The Center will tell the stories--the stories of the struggles and successes faced today and in the past, and of the powerful legacy of America’s immigrants--bringing voice to the West Coast immigration experience. Performance, cultural and community-building events, and symposia -- in addition to the exhibits -- will raise the profile of the West Coast immigration experience and ensure that it becomes a part of our nation’s immigration history narrative.
With the new Pacific Coast Immigration Center, the Angel Island Immigration Station Foundation will be able to better serve as a symbol of our willingness to learn from our past to ensure that our nation keeps its promise of liberty and freedom.
Phase One of the restoration was completed in 2012. AIISF secured a $3 million grant to stabilize the building and replace the leaky roof that brought water damage to the interior walls and floors.
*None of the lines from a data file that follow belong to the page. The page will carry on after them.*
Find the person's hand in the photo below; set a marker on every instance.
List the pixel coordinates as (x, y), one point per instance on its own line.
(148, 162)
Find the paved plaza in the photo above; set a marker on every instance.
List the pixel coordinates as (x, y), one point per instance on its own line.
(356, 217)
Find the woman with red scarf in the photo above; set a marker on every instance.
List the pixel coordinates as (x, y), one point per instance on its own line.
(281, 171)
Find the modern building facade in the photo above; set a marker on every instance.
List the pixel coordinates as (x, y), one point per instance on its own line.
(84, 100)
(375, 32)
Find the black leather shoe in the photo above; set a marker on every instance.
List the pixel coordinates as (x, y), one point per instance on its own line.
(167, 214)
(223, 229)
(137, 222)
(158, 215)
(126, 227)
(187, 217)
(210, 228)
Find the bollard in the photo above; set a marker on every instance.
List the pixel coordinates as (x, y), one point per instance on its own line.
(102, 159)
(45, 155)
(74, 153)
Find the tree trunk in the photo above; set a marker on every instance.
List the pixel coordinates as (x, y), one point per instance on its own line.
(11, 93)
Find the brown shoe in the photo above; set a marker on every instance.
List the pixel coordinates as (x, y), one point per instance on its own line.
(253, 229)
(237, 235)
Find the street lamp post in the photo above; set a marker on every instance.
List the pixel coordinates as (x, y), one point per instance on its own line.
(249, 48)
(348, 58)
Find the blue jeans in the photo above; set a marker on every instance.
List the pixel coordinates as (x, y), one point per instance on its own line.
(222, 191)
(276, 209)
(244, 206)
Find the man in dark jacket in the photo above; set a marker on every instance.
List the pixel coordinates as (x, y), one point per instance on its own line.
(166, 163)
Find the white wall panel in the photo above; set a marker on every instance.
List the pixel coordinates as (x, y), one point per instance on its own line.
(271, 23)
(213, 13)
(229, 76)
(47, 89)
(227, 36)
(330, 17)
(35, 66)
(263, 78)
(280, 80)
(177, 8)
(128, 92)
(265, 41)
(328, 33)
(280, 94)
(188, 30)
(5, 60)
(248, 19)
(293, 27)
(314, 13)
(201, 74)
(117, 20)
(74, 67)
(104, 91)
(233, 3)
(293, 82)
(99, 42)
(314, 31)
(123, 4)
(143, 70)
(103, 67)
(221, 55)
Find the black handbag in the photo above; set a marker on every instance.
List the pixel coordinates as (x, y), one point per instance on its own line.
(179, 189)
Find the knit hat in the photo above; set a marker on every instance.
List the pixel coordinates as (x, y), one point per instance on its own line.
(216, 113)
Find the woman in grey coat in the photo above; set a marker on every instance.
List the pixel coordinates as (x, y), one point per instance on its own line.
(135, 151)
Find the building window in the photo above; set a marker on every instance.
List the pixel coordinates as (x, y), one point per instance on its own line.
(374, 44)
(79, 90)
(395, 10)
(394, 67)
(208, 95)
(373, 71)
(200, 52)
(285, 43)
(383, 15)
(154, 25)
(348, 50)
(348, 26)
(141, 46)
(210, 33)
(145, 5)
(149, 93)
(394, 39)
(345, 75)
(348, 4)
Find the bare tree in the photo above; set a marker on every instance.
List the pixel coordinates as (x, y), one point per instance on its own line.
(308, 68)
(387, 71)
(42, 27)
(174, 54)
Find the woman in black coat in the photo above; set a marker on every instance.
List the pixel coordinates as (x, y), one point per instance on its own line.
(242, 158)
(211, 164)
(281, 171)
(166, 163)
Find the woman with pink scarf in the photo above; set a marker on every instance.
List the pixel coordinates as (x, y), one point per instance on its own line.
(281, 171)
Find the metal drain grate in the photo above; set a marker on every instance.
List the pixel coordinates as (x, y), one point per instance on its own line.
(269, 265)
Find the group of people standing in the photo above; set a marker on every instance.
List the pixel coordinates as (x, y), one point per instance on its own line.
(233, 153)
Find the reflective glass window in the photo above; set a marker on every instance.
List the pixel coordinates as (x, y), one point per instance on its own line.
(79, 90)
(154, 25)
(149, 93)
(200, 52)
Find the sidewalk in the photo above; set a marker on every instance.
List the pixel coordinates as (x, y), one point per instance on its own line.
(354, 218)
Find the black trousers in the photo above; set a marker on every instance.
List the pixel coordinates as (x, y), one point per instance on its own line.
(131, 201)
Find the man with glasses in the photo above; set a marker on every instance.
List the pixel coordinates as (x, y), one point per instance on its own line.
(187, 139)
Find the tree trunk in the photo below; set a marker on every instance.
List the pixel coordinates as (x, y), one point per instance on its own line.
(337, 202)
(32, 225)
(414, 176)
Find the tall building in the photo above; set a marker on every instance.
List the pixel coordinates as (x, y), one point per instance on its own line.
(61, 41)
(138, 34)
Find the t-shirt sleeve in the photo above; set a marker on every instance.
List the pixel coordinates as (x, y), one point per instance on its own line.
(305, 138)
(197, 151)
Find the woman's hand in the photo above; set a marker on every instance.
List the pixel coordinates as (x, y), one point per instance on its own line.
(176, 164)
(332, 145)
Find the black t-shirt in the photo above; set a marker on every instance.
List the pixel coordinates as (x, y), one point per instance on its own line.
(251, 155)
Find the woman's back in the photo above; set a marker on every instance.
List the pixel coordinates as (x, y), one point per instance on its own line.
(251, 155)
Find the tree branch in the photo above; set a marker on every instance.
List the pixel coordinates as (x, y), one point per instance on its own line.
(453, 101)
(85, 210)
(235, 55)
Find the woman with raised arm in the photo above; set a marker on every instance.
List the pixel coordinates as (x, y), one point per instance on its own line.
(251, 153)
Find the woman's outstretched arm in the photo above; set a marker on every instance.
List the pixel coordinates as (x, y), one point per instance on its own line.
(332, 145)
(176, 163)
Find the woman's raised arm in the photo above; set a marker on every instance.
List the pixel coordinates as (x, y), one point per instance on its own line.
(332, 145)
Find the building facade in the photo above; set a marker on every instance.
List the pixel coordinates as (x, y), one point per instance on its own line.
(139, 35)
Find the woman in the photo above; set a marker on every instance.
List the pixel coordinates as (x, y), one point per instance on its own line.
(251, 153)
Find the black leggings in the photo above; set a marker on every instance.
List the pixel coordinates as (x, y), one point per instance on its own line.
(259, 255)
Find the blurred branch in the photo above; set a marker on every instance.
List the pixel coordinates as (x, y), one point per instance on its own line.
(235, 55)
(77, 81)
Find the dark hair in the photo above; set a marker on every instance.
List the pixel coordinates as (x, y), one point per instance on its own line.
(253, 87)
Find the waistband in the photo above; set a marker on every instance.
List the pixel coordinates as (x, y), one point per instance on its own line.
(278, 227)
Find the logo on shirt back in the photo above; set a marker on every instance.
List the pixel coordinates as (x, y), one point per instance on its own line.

Funding for this project was provided in part by the California Cultural and Historical Endowment.
In Phase Two restoration of the interior rooms will be completed and the exhibits designed, fabricated and installed. Construction began in November 2013 and is scheduled to end by 2017. $11 million has been committed by state and federal agencies and AIISF is now raising the remaining $3 million to complete the project.
Celebrate our Heroic Legacy
The history of America is the history of immigrants. Yet the stories of West Coast immigration are often overlooked. The Center will celebrate the voices and stories of theos immigrants. It will truly be the national symbol of the Pacific Coast immigration experience.